CORPS UTOPIQUES

par Cerval @, samedi 18 juillet 2015, 03:05 (il y a 3214 jours)

chaque matin on se lève et c'est le même ennui: il faut s'aménager d'un corps que l'on a pas choisi - c'est moins que banal - et qu'en faire? si on ne se rend pas toujours compte de la mesure avec laquelle on tend à se soulager au porte-manteau des pensées - qui souvent à force de s'allonger les unes par dessus les autres comme des soleils fatigués, forment un palimpseste illisible à tourner ses yeux dans la métaphore qui désigne l'intérieur - il n'est aucun porte-manteau pour les corps; on a beau prendre toute la drogue du monde, rien à faire: le manque, sans faire de mauvaises plaisanteries, n'en sera que plus grand. et pourquoi pourtant: je crois que c'est une frustration de l’imagination, car il arrive que l'imagination soit plus rapide que la capacité à synthétiser les perceptions, et l'agacement que fait à l'orgueil le corps est moins son paraitre ou sa condition (fortunes variables) que sa lenteur, et, par dessus tout, sa lenteur à s'émouvoir.

le corps dresse dans la quotidienneté ses lois. les habitudes sont son langage, l'ordre qu'il instruit; il ramène les pensées à sa commune mesure, celle de la possibilité d'un geste qu'il sait et qu'il n'a pas à penser, car s'il doit penser, il s'effondre dans lui-même, ce sont les gestes idiots des enfants que l'on ne peut plus faire une fois que l'on est adulte: ce corps éduqué qui enfin ne pense plus.
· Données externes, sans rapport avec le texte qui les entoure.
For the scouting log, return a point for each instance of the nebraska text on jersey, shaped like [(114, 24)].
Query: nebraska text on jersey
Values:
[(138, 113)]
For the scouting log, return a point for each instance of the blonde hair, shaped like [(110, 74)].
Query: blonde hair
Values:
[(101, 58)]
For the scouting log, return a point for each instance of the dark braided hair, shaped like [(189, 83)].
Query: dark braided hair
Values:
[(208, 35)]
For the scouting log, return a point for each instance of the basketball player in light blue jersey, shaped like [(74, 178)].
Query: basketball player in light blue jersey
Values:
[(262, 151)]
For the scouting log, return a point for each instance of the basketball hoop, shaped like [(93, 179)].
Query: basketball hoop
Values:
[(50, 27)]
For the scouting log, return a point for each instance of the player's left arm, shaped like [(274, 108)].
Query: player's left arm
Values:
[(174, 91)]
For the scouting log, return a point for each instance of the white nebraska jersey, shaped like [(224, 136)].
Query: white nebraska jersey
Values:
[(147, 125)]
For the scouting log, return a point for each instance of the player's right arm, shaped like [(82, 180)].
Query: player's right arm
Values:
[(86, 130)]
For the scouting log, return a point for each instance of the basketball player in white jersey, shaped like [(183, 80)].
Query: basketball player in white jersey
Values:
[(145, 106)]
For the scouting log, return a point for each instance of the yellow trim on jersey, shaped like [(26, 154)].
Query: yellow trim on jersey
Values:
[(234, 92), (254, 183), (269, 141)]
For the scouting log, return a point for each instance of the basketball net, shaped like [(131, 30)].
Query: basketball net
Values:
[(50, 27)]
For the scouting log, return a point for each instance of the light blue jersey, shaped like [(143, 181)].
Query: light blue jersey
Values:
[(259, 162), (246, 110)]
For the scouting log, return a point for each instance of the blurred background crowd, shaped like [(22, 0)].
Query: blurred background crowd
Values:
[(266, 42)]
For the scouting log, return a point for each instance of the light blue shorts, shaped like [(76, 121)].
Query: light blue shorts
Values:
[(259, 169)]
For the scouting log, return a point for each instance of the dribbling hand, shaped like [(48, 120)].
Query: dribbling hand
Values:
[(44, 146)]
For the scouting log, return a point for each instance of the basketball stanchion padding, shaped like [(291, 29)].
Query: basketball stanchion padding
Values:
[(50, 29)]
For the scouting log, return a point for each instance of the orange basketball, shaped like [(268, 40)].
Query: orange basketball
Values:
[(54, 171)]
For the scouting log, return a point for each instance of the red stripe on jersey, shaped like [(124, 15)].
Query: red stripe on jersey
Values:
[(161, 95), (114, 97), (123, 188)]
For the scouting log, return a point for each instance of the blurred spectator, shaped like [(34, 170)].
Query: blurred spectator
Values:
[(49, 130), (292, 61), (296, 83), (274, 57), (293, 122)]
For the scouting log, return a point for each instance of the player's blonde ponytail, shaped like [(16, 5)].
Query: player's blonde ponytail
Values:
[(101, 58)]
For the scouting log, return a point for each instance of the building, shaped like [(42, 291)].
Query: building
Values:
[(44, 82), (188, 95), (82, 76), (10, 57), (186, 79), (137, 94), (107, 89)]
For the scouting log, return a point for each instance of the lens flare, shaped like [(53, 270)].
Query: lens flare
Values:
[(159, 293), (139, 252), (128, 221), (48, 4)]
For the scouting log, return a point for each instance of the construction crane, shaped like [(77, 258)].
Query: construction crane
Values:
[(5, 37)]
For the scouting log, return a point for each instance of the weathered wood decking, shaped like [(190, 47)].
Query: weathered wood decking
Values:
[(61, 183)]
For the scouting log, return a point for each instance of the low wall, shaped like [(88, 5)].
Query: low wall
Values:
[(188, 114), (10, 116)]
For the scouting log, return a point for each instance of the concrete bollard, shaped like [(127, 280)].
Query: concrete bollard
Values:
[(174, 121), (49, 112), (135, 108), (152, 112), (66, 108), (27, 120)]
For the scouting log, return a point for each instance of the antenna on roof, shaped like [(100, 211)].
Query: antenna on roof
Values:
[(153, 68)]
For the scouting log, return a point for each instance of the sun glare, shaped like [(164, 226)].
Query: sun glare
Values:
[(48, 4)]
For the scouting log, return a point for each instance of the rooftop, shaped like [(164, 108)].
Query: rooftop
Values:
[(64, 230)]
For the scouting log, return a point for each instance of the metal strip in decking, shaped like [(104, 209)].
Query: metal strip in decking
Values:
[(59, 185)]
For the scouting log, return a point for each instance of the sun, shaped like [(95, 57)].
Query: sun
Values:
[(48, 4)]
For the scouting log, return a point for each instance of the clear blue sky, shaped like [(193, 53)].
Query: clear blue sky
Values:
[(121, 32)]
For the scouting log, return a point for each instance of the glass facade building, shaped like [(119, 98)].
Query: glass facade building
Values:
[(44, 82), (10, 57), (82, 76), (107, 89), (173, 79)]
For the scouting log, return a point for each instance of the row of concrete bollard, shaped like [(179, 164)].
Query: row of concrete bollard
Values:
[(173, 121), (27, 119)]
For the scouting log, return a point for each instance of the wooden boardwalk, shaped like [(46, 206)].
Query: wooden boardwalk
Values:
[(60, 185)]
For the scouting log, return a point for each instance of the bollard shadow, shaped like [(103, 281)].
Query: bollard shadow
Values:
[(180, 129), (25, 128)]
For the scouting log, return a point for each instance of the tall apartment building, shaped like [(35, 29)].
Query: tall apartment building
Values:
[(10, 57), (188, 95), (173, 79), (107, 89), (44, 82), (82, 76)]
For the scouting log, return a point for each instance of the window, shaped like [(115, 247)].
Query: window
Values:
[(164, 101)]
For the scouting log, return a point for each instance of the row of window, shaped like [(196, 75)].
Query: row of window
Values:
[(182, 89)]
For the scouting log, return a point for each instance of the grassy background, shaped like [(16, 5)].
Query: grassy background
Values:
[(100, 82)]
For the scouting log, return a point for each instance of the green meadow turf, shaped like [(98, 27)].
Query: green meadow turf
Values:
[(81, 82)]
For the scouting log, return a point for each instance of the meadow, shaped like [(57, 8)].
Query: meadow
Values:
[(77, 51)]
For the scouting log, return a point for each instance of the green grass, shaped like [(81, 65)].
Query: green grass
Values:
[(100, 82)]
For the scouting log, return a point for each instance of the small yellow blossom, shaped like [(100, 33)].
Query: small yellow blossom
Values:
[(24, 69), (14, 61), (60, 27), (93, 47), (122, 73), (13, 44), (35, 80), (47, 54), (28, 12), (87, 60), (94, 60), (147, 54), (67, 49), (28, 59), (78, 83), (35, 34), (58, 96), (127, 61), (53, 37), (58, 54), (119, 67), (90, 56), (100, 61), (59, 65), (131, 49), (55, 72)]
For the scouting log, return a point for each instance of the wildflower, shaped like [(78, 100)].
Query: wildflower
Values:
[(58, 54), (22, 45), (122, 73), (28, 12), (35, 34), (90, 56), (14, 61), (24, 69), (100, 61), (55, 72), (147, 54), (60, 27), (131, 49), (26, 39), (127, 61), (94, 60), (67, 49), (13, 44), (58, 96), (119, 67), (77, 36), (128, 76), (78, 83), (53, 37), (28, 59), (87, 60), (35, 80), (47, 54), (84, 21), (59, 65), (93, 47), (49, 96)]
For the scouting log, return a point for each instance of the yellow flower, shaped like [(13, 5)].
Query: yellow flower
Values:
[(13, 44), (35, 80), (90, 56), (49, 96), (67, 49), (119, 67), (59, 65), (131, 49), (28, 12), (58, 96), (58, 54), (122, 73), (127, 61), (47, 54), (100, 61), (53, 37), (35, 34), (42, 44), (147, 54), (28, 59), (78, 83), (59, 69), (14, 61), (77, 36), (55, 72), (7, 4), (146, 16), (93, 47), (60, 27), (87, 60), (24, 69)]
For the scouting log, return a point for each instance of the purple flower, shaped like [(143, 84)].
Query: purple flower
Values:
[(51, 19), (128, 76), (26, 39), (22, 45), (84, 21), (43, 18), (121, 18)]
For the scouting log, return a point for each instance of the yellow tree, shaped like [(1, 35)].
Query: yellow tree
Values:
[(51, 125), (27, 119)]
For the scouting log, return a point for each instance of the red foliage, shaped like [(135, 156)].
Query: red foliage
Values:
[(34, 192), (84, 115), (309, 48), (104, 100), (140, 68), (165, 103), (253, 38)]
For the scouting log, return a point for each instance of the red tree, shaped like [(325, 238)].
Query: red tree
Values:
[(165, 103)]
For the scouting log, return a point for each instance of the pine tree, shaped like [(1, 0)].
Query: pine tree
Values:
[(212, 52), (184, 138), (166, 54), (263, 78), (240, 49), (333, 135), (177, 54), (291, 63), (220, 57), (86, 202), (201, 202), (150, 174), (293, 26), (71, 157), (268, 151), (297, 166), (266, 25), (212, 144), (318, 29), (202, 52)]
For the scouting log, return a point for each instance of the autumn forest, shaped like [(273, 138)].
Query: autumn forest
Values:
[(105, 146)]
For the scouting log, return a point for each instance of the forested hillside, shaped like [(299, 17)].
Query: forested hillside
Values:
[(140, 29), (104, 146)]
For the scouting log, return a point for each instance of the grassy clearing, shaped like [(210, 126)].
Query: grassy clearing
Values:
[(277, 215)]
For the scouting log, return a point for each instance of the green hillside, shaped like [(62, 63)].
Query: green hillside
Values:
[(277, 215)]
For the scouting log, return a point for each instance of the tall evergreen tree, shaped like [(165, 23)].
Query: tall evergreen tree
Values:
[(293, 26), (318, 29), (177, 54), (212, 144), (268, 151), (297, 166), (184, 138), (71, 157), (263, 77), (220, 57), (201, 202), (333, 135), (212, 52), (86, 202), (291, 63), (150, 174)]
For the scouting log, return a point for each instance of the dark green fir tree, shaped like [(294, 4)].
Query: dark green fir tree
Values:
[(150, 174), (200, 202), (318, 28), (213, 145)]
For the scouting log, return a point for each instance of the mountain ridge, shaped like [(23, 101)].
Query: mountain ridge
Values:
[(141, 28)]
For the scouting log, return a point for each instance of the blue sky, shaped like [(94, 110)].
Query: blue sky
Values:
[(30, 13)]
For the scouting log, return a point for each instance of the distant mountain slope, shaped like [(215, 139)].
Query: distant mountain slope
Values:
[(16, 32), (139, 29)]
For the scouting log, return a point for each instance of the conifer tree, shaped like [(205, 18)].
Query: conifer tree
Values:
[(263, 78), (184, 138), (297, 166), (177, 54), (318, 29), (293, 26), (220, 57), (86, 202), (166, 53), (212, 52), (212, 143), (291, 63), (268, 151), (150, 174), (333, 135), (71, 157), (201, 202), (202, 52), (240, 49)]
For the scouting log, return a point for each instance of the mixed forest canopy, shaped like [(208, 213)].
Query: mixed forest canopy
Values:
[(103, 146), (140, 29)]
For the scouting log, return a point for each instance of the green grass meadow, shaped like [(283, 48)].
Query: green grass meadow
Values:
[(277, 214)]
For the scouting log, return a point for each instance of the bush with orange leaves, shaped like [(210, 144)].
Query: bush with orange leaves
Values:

oublier son corps se fait tous les jours, et n'est donc pas un miracle; mais cette absence de miracle est un étonnement après-coup ressaisi qui lui confère peut-être un prix plus grand d’apparaître ainsi deux fois. donnant exemple, je parlerai par manque d'imagination de l'amour. tombant amoureux, mon corps s'écarte, une pensée lui fait éclipse, les gestes se jouent à une estrade pour un spectateur absent généralement, mais dont on garde l'idée de la présence; gestes pour personne mais non solitaires car adressés, dont une raison lointaine est la lumière, et tous à ce lieu tournent et disparaissent avec les adresses d'un héliotropisme sentimental. les révolutions des objets autour de ses yeux sont mes saisons, ses cheveux emplissent ma gorge, c'est parce qu'elle m'est une eau claire que je parle avec l'agitation d'un noyé; je n'ouvre les bras que pour étreindre l'imagination qu'il m'est donné de sa mémoire, et m'imagine descendre sur sa mémoire comme le soleil ses collines, puis m'en écarte, et l'abolis en pensée, pour revenir à elle, et témoigner, moi aussi, chaque jour de cet invraisemblable, qui fait de la métaphore et inversement le lit de toutes les aubes.

quand je suis amoureux: je goûte un corps glorieux, mû par autre chose que ses habitudes, appartenant à un domaine qui n'est pas intérieur mais un domaine intérieur contemplé du dehors, avec à chaque fois la possibilité de se mouvoir pour en contempler l'abord et d'abord celui d'un autre, car le centre de ce corps est à ce corps extérieur et se ressaisi à chaque fois qu'il se déplace; et lorsqu'il bouge, le monde cligne des yeux.

j'ai tout à perdre: je tombe amoureux. j’arrête de l’être; tout se dissipe, et je retrouve, entre autre choses, mon corps: cela demande un égoïsme sans mesure, on découvre un égoïsme, dans l’amour, sans mesure, mais de quelle sorte? non la sienne mais d’une autre, à ne plus l’être tout est donc changé, les propriétés aimables des choses décroissent sur elles-mêmes comme un mouvement qui n'est plus perpétué, la réalité des gestes se réduit à ne battre plus que pour une ombre, lorsqu’il faut mouvoir ce corps qui s’obstine à ne se mouvoir que pour lui; mais qu'est-ce que je peux encore dire? je n'ai absolument rien à lui dire, ni à vous, d'ailleurs.